Earth, by then known as Terra, and the Solar System weren't the only survivors of the cataclysm nor were they the most successful of political constructs that either survived or emerged from the apocalypse but it still retained a measure of power far surpassing most others and, after a century and half of isolation, an era of reclamation began. Planet after planet was rediscovered and brought back into the fold. Where some semblance of order had been maintained the government of the most powerful of Terra's political entities, the Union, negotiated their return into the flock. Where the planet had been entirely lost or consumed military conquest followed by colonisation ensued. A century of reclamation enabled the recovery of most relevant planets and opened the door to new colonisations in new areas of the galaxy.
That is where we stand now: on the brand new frontier of the Capricorn Expanse, a vast area of space located within the most ancient of astrological constellations.
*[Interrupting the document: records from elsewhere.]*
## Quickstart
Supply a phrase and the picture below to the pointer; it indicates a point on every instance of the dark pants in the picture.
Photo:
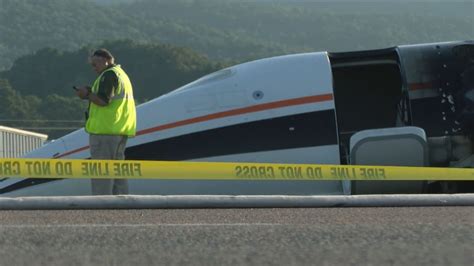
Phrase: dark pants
(108, 147)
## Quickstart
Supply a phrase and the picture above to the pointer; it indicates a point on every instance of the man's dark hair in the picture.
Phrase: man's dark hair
(104, 53)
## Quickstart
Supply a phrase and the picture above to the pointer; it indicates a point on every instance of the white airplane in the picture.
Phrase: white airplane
(395, 106)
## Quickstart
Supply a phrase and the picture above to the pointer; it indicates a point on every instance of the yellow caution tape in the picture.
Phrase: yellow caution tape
(53, 168)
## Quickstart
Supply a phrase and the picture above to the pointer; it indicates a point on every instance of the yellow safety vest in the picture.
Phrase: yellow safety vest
(119, 116)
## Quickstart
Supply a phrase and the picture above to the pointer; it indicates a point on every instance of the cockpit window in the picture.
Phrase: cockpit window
(219, 75)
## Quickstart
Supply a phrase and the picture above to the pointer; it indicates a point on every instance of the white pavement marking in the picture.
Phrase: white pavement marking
(134, 225)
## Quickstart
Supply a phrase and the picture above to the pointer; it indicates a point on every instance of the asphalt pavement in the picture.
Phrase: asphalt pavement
(291, 236)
A few planets have already been colonised in this area of space with an abnormally dense number of habitable planets but many are yet to be found or explored.
Plenty of rumours abound that this is the trail to the fabled world of New Mecca as this is the general direction into which so many ships disappear in their quest of faith every year. Yet other kind of rumours thrive. Tales of strange geological formations resembling more constructs than piles of rock which supposedly pre-date the arrival of Humanity in this area of space. Strange signals in the sensors as well as the disappearance of explorer teams in distant moons with no trace of their presence being ever found.
The major political entity punching into this corner of galactic space is the Union, that amalgamation of Terra’s governments that succeeded the annexation of the States of America by the Union of Europeans upon the formers' defeat at the hands of the alliance between the Eurasian Orthodoxy and the Middle Empire. It alone now rules Terra and most of human occupied space and now strives to expand its borders even farther. Other governments also attempt to influence the future of the region either by the establishment of business ventures or through trade or espionage. There ought to be a reason for the Nippon Empire to have come out of its self-imposed isolation of four centuries, counting from the day all the Home Islands of Japan were abandoned and Mount Fuji was elevated to the skies, to establish an embassy in the new sector's capital planet.